Just like trees or animals, there are different species that like different temperature environments. There’s cold-water species, there’s warm water species. So we can look at the relative abundance of different species, and infer sea surface temperature patterns.

It’s essentially from the deck of a large drilling ship, we put a large pipe down, like sticking a straw in the bottom of the ocean, and then we put our finger over the top of the straw and draw it up. And so we bring up a long tube of the sediment … that goes back through time. As we go down the core we’re getting time slices of the ocean at times in the past, and the animals and plants that lived in the time.

They really are giving a record of climate that goes back millions of years, a record you could never get in an ice core, which only goes back about 100,000 years.

When did you get interested in science?

I had always wanted to be a scientist. I can remember being six and wanting to be scientist. I remember by the time I was seven, Jacques Cousteau, was my hero, and I wanted to be an oceanographer. Specifically a marine biologist. By the time I got to college, mountains and geology had really grasped my interest. So when I found out in college there was a way to combine geology with oceanography, I thought I’d really stumbled into my perfect field. Someone who had always wanted to be some kind of scientist who worked in the field, finding the perfect combination of science disciplines for them.

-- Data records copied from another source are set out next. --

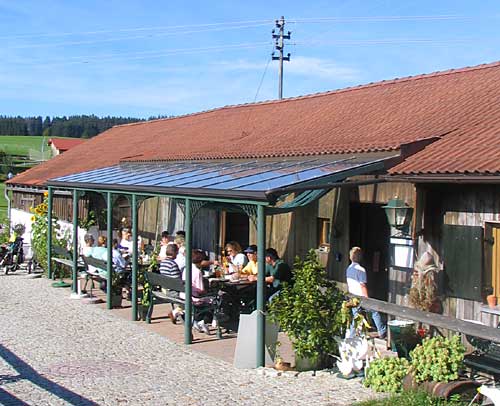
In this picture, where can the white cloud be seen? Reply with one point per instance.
(301, 66)
(323, 68)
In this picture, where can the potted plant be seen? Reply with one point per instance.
(491, 298)
(117, 283)
(308, 311)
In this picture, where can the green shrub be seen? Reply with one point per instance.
(437, 359)
(39, 232)
(386, 374)
(309, 310)
(411, 398)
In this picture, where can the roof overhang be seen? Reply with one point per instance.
(259, 180)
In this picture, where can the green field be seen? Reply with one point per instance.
(21, 144)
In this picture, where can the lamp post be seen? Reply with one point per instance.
(398, 214)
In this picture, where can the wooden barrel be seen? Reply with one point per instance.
(442, 389)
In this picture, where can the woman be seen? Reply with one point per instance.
(202, 315)
(236, 259)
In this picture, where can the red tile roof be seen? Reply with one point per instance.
(63, 144)
(381, 116)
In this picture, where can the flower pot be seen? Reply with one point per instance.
(116, 300)
(492, 300)
(143, 312)
(308, 364)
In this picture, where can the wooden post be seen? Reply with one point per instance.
(188, 277)
(49, 233)
(135, 256)
(261, 286)
(75, 241)
(109, 237)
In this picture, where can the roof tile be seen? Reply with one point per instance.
(460, 106)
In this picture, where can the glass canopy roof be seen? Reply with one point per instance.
(258, 179)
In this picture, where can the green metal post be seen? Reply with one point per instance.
(135, 256)
(187, 289)
(109, 237)
(261, 286)
(49, 233)
(75, 241)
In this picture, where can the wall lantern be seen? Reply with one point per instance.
(398, 213)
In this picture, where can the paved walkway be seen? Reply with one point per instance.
(56, 351)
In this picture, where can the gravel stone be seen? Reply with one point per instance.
(58, 351)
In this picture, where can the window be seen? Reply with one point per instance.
(324, 232)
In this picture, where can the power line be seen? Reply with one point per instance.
(162, 28)
(251, 22)
(144, 54)
(280, 46)
(117, 39)
(387, 41)
(381, 19)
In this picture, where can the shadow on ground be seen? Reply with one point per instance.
(26, 372)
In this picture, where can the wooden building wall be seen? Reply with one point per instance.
(459, 205)
(62, 205)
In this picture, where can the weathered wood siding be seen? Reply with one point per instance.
(465, 205)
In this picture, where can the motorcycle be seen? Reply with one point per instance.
(12, 255)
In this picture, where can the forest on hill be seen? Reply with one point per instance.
(82, 126)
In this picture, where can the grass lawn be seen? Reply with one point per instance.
(20, 145)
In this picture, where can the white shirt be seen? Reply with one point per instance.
(238, 261)
(355, 275)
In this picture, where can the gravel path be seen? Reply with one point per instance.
(57, 351)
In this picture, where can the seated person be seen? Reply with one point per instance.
(251, 268)
(100, 252)
(165, 238)
(119, 262)
(89, 245)
(277, 272)
(125, 245)
(168, 266)
(180, 259)
(235, 258)
(202, 316)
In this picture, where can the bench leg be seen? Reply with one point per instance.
(150, 311)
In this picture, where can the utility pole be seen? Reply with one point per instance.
(279, 45)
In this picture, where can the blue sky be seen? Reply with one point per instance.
(144, 58)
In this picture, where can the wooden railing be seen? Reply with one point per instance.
(433, 319)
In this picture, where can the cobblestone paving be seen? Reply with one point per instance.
(55, 351)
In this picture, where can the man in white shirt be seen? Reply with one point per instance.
(356, 284)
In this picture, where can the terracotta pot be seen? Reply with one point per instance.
(492, 300)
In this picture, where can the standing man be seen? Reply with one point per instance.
(356, 284)
(277, 272)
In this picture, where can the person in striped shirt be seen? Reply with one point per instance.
(168, 266)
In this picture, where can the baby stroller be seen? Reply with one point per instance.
(12, 255)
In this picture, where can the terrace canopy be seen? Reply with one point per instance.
(254, 186)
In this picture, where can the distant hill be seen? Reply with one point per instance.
(72, 126)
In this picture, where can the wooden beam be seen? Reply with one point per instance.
(433, 319)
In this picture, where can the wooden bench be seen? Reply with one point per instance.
(97, 270)
(63, 257)
(172, 285)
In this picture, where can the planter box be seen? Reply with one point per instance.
(442, 389)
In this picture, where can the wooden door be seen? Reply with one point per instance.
(492, 256)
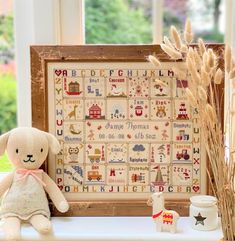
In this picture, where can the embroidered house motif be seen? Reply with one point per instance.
(167, 218)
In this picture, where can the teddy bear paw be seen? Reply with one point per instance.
(63, 206)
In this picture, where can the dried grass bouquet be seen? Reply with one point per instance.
(205, 77)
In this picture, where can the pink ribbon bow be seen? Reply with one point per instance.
(25, 173)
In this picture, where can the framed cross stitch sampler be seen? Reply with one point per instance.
(122, 135)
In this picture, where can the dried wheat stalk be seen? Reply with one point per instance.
(204, 79)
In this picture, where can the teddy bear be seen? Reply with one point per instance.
(25, 188)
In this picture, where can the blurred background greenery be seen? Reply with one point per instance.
(107, 22)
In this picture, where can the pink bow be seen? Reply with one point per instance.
(25, 173)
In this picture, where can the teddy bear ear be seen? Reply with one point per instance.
(54, 144)
(3, 142)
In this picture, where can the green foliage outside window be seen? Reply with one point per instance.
(116, 22)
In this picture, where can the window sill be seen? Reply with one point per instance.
(116, 228)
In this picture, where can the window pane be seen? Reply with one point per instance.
(207, 17)
(118, 21)
(7, 76)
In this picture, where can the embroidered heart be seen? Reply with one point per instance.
(58, 72)
(196, 188)
(60, 187)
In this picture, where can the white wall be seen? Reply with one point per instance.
(39, 22)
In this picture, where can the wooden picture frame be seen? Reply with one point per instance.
(42, 57)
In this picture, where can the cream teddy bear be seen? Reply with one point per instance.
(25, 198)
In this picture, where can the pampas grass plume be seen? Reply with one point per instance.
(228, 58)
(218, 76)
(179, 73)
(192, 100)
(202, 47)
(232, 74)
(211, 58)
(175, 37)
(202, 93)
(205, 78)
(210, 112)
(154, 61)
(188, 34)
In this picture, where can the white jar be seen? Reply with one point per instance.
(203, 212)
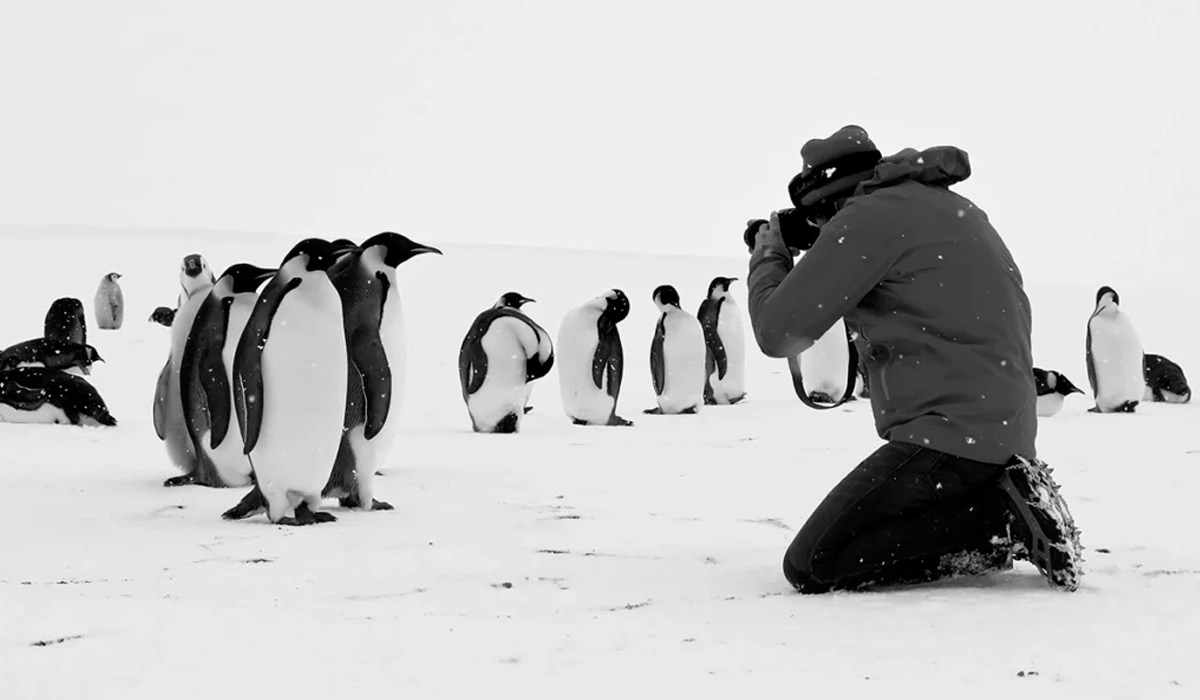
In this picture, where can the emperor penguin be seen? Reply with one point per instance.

It’s interesting, there are many many people in my field, in my generation, who were inspired by Jacques Cousteau. He sent many people to the ocean.

What other projects are you working on?

I’m working on this project with a grad student. One thing we know about how earth’s climate changes through time is that it’s controlled by our distance from the sun, which varies through time, because the orbit is not perfectly circular. However we don’t know exactly how those subtle changes in orbit are translated into the climate changes. One example of this, for most of the Pliocene and early Pleistocene period, which is the last few million years, the ice sheets in the N. Hemisphere grew and retreated at a periodicity on a cycle of 40,000 years. And yet if you look at the insolation, and look at the sunlight received at the high latitudes, it varies with a cycle of 23,000 years. So there’s this mismatch between the dominant solar cycle, and the dominant ice age cycle.

So we’re trying to use data and climate models to show how this occurred. There has to be something about the physics of the climate that we are not understanding. And we think it has something to do with the gradients in heating between low and high latitudes. [18] The idea is that it’s not so much directly the amount of sunlight received at high latitudes that controls the ice volume, as it is the amount of moisture and heat transported poleward from low latitudes. So when there’s times when there’s much more moisture transported from low to high latitudes, by stronger latitudinal temperature gradients that might really promote the growth of ice sheets at that time despite what this sunlight at high latitudes is doing.